Black Friday, Small business Saturday, Cyber Monday and then Giving Tuesday. If you work in, or support a nonprofit, you are familiar with Giving Tuesday as part of the end of the year appeal for donations. It’s part of virtually every nonprofit’s fundraising plan.

But as the current tax plan makes it’s way through the halls of Congress, I can’t help but wonder was last Tuesday the last Giving Tuesday ever?

The tax bill could profoundly affect charitable giving, and therefore, LA’s theaters and other nonprofits. Below are some things to pay attention to as you consider the GOP tax plan.

What is a tax-deductible donation?

For better or worse, we as a country have decided to enshrine charitable giving in our tax code (think for a moment how many times you’ve read a sentence like “please consider a tax-deductible donation”). You make a donation – you get a tax deduction. In effect, the government is picking up part of the donation. Depending on your tax bracket, the government is saying you make the donation and we’ll cover a percentage of it.
H this isn’t the only reason people are making donations.

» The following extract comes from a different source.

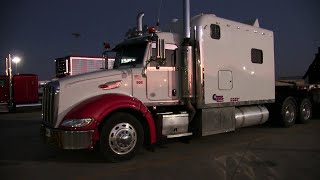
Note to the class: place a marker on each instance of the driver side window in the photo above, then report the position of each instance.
(170, 58)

But nonprofits use “tax deductible” as not only a fact but also a selling point of the donation. We’ve come to rely on deductibility as part of charitable motivation.

Schedule A means what?

In order to take a charitable deduction you need to forego the “standard deduction” and instead itemize your deductions. You only do this if your itemized deductions would end up being higher than the standard deduction.

The proposed Senate bill doubles the standard deduction and also eliminates other itemized deductions (i.e. medical expenses). Combined, this means fewer people (read: fewer middle class folks) will end up itemizing deductions.

In effect, this means that charitable giving for that group of people (i.e. anyone not itemizing deductions) will no longer be “tax deductible” in the broadest sense. Yes, your donation is still “tax deductible” you just won’t be able to take that deduction unless you’re making a lot of money.

Essentially, the government is proposing that charitable giving will now only be useful the very wealthy

So, what does this mean for charities?

One recent NPR piece suggested it could cut charitable giving by $13 billion annually.

That’s a big deal but it doesn’t capture the full picture. The charities most affected by these changes are not going to be large organizations with deep pocket donors,but instead small organizations with middle class donors. That $100 Giving Tuesday donation that normally gets you a tax break will end up being out of pocket. Will that mean that small charities experience a drop in giving?

Charities are already profoundly dependent on their wealthiest donors. If this tax bill stifles charitable giving, that dependence will become even greater. Not only will larger donors wield more influence, smaller organizations will end up bearing more of the burden. Is that a bug of the current tax proposals . . or a feature?

So was that the last Giving Tuesday? I hope not but if this tax bill passes it is going to require some major societal shifts in how we think about and motivate charitable giving in America at precisely the time we need nonprofits to do their essential work.